The primary thing here is not weight capacity. It is stopping power. Unless the trailer is really tiny, it add a great deal of strain to the brakes of a tow vehicle, even if the trailer has brakes. Which it should. But under hard use, four brakes are better than two, and six better than four. They will stay cooler, plus with the extra two tires on the ground, there will be better traction to help slow and stop the vehicle.

c) Normally, I do not like folding trailers. Any variation. I do not even like slide-outs, despite their space advantages. But I am, personally, considering building a folding trailer. Not in the conventional sense, however. This one will have the ‘utility core’ in the center of the trailer side to side, over the axles. The interior space will be very limited when folded. I think I can arrange it so the chemical toilet can be used in privacy, but that would be about it.

Thinkin’ of a trailer I can stay in on weekend trips ("KOA" or backwoods primitive) but also suitable as an emergency shelter. Want to keep it small/lite enough that it does not impose a major drain on diesel economy. Ideally I would add solar panels, batteries, generator, frig, stove, etc. Realistically, I want to sleep, eat, shower, and cr@p inside where it’s warm and dry (or cool). When I look at the commercial campers my first thought is they are trying to recreate home. I can cook on a camp stove but would I consider a small modern Franklin type wood stove for cooking and heating? I rarely cr@p and shower concurrently, so that space could be used more efficiently especially with a portable camp shower type set up. (Some activities could be moved outside as weather permits.)
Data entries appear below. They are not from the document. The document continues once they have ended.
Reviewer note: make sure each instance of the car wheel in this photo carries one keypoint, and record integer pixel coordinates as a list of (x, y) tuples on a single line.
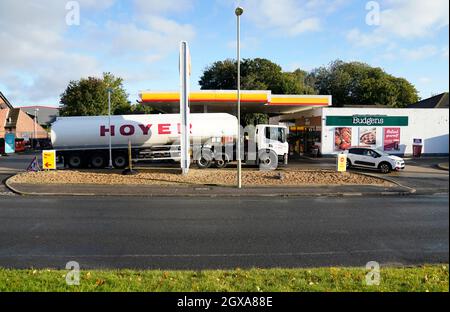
[(385, 167), (221, 161), (120, 160), (205, 159), (268, 161)]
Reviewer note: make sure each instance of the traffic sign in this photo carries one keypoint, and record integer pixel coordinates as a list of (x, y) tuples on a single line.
[(342, 163), (10, 143), (49, 160)]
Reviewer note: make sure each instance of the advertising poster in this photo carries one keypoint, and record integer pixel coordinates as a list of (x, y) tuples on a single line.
[(342, 138), (391, 139), (10, 143), (367, 136)]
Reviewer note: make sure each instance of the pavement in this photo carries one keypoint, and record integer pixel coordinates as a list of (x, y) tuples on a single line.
[(205, 233), (196, 232), (421, 176)]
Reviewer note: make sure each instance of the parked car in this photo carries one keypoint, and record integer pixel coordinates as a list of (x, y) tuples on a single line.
[(371, 158)]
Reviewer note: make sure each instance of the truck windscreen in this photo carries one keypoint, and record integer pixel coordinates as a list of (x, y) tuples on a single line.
[(276, 134)]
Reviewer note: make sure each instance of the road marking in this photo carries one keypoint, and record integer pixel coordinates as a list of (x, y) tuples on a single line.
[(290, 254)]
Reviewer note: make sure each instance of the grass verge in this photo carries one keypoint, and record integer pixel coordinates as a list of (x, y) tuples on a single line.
[(433, 278)]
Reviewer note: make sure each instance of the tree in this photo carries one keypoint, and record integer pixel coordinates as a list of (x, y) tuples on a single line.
[(135, 109), (256, 74), (359, 83), (89, 96)]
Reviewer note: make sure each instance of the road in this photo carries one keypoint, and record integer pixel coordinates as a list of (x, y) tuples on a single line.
[(190, 233)]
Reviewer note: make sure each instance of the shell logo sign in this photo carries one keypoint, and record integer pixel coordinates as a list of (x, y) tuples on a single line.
[(249, 96)]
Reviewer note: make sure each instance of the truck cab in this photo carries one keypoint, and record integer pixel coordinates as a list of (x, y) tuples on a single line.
[(272, 146)]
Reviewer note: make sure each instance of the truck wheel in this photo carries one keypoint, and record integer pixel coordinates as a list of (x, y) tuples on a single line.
[(268, 160), (221, 161), (98, 161), (205, 159), (75, 161), (385, 167), (120, 161)]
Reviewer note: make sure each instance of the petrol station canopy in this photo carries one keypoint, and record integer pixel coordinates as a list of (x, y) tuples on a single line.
[(224, 101)]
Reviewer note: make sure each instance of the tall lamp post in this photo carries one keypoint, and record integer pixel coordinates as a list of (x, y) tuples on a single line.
[(36, 111), (238, 13), (109, 127)]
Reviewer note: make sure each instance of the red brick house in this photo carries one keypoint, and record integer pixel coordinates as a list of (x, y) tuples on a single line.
[(17, 121)]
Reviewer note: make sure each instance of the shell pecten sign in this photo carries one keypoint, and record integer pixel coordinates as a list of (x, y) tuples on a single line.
[(49, 160), (342, 163)]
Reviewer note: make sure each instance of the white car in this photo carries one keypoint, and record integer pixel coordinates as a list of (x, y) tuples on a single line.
[(371, 158)]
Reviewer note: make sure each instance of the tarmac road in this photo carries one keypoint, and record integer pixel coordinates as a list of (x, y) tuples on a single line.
[(194, 233)]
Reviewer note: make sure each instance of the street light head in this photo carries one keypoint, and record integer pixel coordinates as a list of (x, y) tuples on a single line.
[(239, 11)]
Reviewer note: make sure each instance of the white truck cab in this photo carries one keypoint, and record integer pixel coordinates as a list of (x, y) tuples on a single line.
[(272, 145)]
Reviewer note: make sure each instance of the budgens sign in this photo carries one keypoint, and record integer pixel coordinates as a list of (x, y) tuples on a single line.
[(367, 120)]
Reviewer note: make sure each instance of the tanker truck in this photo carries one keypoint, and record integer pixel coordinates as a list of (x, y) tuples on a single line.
[(84, 141)]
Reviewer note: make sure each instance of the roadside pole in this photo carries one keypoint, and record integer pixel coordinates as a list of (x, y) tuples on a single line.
[(185, 72), (109, 127), (238, 13)]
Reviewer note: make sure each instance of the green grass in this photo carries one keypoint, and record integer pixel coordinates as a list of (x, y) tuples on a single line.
[(420, 279)]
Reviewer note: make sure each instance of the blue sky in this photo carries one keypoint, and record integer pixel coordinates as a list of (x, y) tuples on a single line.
[(138, 40)]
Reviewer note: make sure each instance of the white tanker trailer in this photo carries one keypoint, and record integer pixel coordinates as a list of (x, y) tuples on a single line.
[(84, 141)]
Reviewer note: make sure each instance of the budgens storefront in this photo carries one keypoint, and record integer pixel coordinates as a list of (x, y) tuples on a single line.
[(331, 130), (395, 131)]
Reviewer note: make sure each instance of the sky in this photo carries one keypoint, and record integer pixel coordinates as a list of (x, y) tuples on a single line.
[(47, 43)]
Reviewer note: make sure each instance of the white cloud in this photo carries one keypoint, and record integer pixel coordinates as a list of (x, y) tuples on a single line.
[(404, 19), (41, 54), (306, 25), (419, 53), (445, 52), (290, 17), (154, 7), (35, 64)]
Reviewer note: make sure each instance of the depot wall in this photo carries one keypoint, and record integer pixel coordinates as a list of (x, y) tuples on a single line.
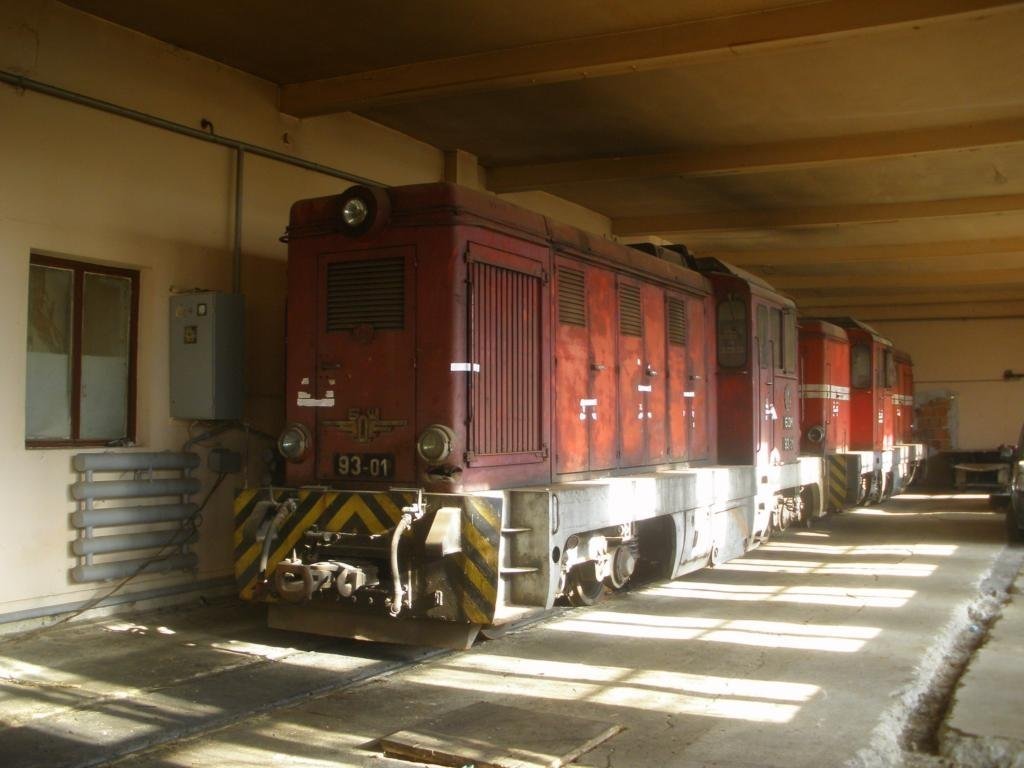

By using a cargo trailer it would be multi use and wouldn’t stand out too much if I attempt to "stealth" camp. I feel most campers with their built in fixtures waste a lot of space and force you to use it as it is and prevents being able to use the camper as a cargo trailer. A cargo trailer is usually quite a bit lighter than an ultralite camper of the same size and is probably more aerodynamic so it may be easier on fuel and can maybe be pulled by a smaller vehicle if it has breaks.